Harry Augustus Bigelow (September 22, 1874 – January 8, 1950) was an American lawyer. As a Harvard graduate, he worked in private practice in Hawaii before being chosen as one of the first faculty members of the University of Chicago Law School in 1904. Bigelow remained at Chicago for forty years and served as the 3rd dean of the law school from 1929 and 1933. He wrote a number of textbooks and advised the American Law Institute. After retirement, he became a member of the National Loyalty Review Board, established by Harry S. Truman to vet federal employees. In his private life, Bigelow had collections of African and Japanese art and was an avid big game hunter, in the course of which he became one of the first white men to cross the Belgian Congo west of Lake Edward.

== Early life ==
Harry Augustus Bigelow was born in Norwood, Massachusetts, on September 22, 1874. He graduated from Harvard College in 1896 and was awarded a degree from the Harvard Law School in 1899. Bigelow afterwards worked as a clerk in a conveyancing office in Boston and, for one semester, as a part-time lecturer on criminal law at Harvard. From 1900 to 1903 he practiced law in Honolulu, Hawaii, and was a junior member of the Hawaii State Bar Association.

== Chicago ==
The University of Chicago founded its law school in 1902, and in 1904 Bigelow was asked to join as a faculty member by university president William Rainey Harper. Bigelow had been selected by the acting dean Joseph Henry Beale. Bigelow was a keen proponent of the case method of teaching but recognized its limitations in some fields of law. He was promoted to professor in 1908. He specialized in property law and advised the American Law Institute (ALI) in this field. Bigelow published the casebooks The Law of Personal Property and The Law of Rights in Land, which became standard texts in many American law schools. He also published a textbook, Introduction to the Law of Real Property, for students of land law. Bigelow was a contributor to the ALI publications Restatement of the Conflict of Laws, Restatement of the Law of Torts, and Restatement of the Law of Property and was a reporter for the latter until 1929. Bigelow's work on the latter has been subject to harsh criticism, in that he ended up restating Wesley Newcomb Hohfeld's ideas (e.g., the bundle of rights) instead of the actual content of American property law.

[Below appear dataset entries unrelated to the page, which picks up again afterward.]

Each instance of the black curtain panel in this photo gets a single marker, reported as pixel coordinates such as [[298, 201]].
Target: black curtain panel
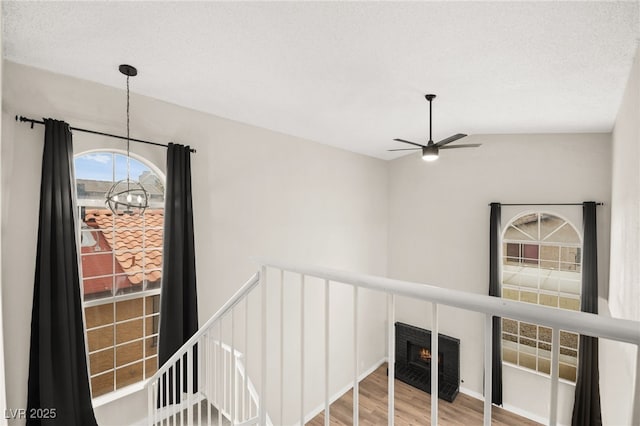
[[586, 407], [58, 386], [178, 300], [494, 290]]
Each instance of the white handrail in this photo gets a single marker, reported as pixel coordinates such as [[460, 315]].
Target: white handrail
[[233, 301], [579, 322]]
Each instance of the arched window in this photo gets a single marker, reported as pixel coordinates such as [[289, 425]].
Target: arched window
[[541, 264], [121, 260]]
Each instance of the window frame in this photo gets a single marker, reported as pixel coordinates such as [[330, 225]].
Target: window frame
[[146, 295], [515, 338]]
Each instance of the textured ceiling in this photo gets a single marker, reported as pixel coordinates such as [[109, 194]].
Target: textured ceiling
[[349, 74]]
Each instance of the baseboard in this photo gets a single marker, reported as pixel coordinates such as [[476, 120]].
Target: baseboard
[[344, 390], [507, 407]]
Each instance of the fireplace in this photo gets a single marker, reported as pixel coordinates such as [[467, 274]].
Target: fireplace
[[414, 360]]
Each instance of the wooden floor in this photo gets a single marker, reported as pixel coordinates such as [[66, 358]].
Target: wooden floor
[[412, 407]]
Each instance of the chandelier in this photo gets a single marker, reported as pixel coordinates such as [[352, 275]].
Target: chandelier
[[127, 196]]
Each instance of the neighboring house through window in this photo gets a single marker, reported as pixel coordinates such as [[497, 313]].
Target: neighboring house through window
[[121, 260], [542, 265]]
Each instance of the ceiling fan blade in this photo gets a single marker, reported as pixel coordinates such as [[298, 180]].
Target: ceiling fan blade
[[468, 145], [409, 142], [450, 139]]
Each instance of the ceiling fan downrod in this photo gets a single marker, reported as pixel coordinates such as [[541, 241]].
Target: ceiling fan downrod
[[430, 99]]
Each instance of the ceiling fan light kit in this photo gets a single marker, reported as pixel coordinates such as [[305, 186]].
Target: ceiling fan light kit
[[430, 153], [431, 150]]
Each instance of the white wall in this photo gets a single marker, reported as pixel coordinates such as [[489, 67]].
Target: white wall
[[625, 203], [3, 396], [624, 293], [439, 231], [256, 193]]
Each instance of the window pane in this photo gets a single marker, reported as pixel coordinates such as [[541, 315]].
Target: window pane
[[528, 330], [152, 304], [97, 264], [544, 334], [509, 326], [570, 303], [531, 253], [101, 361], [510, 355], [128, 353], [100, 338], [567, 372], [549, 224], [128, 309], [508, 293], [544, 365], [527, 360], [529, 277], [150, 366], [549, 300], [102, 384], [126, 284], [568, 339], [517, 234], [566, 234], [549, 282], [151, 346], [529, 297], [128, 375], [97, 316]]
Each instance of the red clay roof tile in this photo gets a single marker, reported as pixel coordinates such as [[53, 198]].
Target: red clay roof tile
[[125, 236]]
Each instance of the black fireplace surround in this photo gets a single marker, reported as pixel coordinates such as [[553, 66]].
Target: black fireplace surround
[[413, 360]]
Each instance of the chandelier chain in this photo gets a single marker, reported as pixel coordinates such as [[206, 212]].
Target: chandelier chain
[[128, 141]]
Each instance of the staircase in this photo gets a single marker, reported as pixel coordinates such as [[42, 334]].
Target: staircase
[[236, 368]]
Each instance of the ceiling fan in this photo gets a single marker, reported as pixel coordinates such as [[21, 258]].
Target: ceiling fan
[[431, 149]]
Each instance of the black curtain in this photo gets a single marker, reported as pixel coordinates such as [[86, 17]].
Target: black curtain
[[58, 386], [494, 290], [178, 300], [586, 408]]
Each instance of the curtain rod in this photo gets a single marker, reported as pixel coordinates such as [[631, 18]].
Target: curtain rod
[[546, 204], [33, 121]]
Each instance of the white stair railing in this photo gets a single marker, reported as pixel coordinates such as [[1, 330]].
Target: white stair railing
[[226, 400]]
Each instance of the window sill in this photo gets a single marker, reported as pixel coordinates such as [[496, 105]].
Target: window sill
[[117, 394], [537, 373]]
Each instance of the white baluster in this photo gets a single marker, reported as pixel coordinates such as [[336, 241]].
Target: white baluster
[[555, 355], [327, 353], [488, 367], [391, 350], [302, 349], [355, 358], [434, 364], [263, 368]]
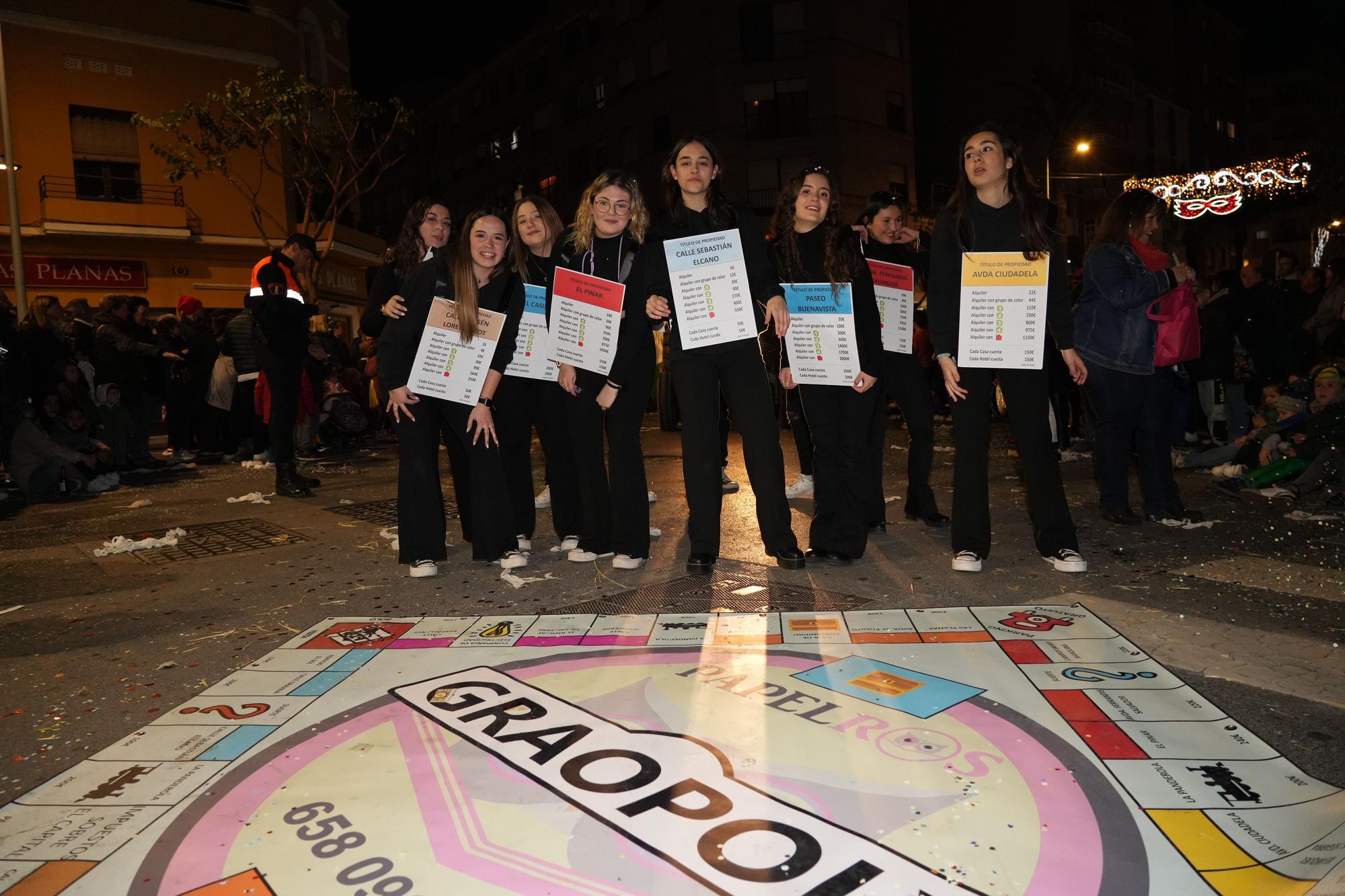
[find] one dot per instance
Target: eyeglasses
(607, 206)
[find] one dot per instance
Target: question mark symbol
(228, 712)
(1083, 674)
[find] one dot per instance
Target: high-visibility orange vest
(293, 290)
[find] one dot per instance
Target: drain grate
(217, 538)
(384, 513)
(704, 594)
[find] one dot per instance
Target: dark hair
(716, 205)
(410, 248)
(1125, 216)
(878, 202)
(1022, 186)
(841, 248)
(555, 231)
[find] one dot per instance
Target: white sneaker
(966, 561)
(586, 556)
(801, 487)
(1067, 560)
(424, 569)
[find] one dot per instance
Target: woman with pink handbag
(1128, 296)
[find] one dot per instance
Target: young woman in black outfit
(479, 276)
(996, 208)
(610, 225)
(525, 403)
(695, 205)
(813, 247)
(902, 378)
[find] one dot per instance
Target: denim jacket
(1112, 323)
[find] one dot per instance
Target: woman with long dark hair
(1125, 274)
(902, 380)
(479, 278)
(527, 403)
(996, 208)
(609, 228)
(695, 205)
(813, 247)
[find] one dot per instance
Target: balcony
(116, 208)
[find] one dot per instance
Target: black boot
(290, 483)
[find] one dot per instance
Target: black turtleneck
(988, 229)
(813, 268)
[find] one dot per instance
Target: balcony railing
(108, 190)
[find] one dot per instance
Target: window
(898, 112)
(107, 155)
(658, 58)
(763, 185)
(661, 131)
(777, 110)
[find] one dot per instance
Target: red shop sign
(108, 275)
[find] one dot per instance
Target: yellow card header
(1003, 270)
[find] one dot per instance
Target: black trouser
(520, 405)
(614, 495)
(247, 424)
(699, 380)
(903, 381)
(284, 377)
(1026, 393)
(840, 420)
(800, 427)
(1133, 408)
(420, 497)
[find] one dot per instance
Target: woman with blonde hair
(605, 241)
(479, 276)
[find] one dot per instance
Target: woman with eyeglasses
(609, 228)
(902, 380)
(479, 278)
(813, 247)
(996, 208)
(525, 403)
(696, 205)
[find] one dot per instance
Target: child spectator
(342, 419)
(116, 427)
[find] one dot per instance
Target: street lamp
(1079, 147)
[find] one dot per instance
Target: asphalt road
(1250, 611)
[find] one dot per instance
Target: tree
(328, 146)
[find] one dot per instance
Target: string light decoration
(1222, 192)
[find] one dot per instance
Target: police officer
(278, 303)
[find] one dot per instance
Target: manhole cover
(705, 594)
(384, 513)
(213, 540)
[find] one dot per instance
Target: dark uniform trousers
(520, 405)
(843, 470)
(740, 374)
(903, 381)
(614, 495)
(1026, 393)
(420, 498)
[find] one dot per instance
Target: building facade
(614, 84)
(96, 210)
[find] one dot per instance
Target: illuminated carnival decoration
(1223, 192)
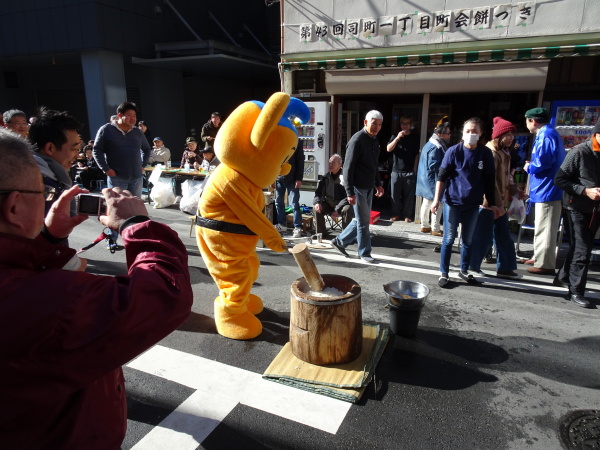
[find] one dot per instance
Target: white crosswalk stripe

In 1929 Bigelow was appointed dean of the University of Chicago Law School and the first John P. Wilson Professor of Law. As dean, he recognized that the effective practice of law required a broader subject knowledge and expanded teaching at the school to include classes in accounting, economics, and psychology. Bigelow was appointed a trustee in bankruptcy for the complicated proceedings of the Chicago-based Insull Utilities Investment Inc. In 1933. Bigelow reached the university's mandatory retirement age in 1939 and ceased to be dean. He was appointed an emeritus professor and continued to take classes in law, property, and future interests for the next five years.

In 1947, he was drafted onto the National Loyalty Review Board by President Harry S. Truman. This body was established by Executive Order 9835 during the Second Red Scare to screen federal employees for "loyalty", with particular regard to avoiding any Communist sympathies. Bigelow served on the body during his final years, in spite of failing health.

== Private life ==
While living in Hawaii in 1902, Bigelow married Mary Parker; the couple had no children and she died in 1920. Bigelow had an interest in art, particularly African and Japanese, and had a particularly notable collection of Japanese prints. He was also interested in motoring, golf, overseas travel, big-game hunting, the study of other cultures, and exploration of remote areas. Bigelow accompanied Herbert E. Bradley and his wife, Mary Hastings Bradley, on their African big-game-hunting expeditions of 1924 and 1925. By doing so, he became one of the first white people to cross the unexplored Belgian Congo west of Lake Edward. Bigelow was a member of the American Academy of Arts and Sciences and the Order of the Coif.

Bigelow died of heart failure in Chicago on January 8, 1950. He left a substantial bequest to the University of Chicago, which allowed it to found a professorship in his name.